Muhalefet, Souvarine'in yazdıklarından kendisinin sorumlu tutulamayacağını söyleyebilir. Ama bu doğru değildir. Birincisi, Souvarine ve grubunun muhalefet yandaşı olduğu, özellikle de onun Troçkist kesimin yandaşı olduğu biliniyor. İkincisi, muhalefetin daha kısa süre önce, Bay Souvarine'i Fransa Komünist Partisi merkez yayın organı yazı kuruluna sokma planıyla haşır neşir olduğu bilinmektedir. Ne var ki bu plan başarısız kalmıştır. Fakat plan muhalefetimiz sayesinde değil, ona rağmen başarısız kalmıştır.
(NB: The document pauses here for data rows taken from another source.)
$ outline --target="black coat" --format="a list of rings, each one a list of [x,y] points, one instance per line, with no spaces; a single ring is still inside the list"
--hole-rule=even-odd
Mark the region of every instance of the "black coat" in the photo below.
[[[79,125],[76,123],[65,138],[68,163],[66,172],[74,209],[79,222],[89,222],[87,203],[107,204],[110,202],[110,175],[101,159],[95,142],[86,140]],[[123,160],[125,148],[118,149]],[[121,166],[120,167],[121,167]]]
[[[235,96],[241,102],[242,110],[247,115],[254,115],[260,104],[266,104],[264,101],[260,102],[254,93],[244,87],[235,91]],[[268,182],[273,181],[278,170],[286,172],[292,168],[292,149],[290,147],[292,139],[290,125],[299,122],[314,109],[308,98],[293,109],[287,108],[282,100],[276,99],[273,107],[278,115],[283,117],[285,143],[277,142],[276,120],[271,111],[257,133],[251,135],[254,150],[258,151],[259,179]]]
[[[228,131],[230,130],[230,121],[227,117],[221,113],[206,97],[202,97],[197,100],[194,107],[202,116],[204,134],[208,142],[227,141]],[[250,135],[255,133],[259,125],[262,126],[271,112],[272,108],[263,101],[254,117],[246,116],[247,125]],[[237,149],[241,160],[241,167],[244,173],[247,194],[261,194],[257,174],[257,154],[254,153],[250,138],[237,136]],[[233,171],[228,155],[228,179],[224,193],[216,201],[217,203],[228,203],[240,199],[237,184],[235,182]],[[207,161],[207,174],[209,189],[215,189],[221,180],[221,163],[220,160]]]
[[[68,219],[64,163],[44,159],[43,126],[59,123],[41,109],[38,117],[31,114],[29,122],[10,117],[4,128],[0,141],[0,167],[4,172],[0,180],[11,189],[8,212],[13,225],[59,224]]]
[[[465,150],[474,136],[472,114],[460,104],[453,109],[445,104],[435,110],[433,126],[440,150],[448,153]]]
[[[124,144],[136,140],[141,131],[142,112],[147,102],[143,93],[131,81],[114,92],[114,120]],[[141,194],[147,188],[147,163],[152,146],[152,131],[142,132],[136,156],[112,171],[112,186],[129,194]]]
Bundan da şu sonuç çıkmaktadır ki, muhalefet, pratik çalışmasında, onun kendisini göstermek istediği gibi değil, bilakis gerek bizde SSCB'de gerekse de Fransa ve Almanya'da çalışmanın seyri içinde görüldüğü gibi alındığında dediğim gibi, bundan şu sonuç çıkmaktadır ki, muhalefet pratik çalışmasında önüne doğrudan, Partimizin mevcut kadrolarını yoketmek ve yeni bir Parti kurmak görevini koymaktadır.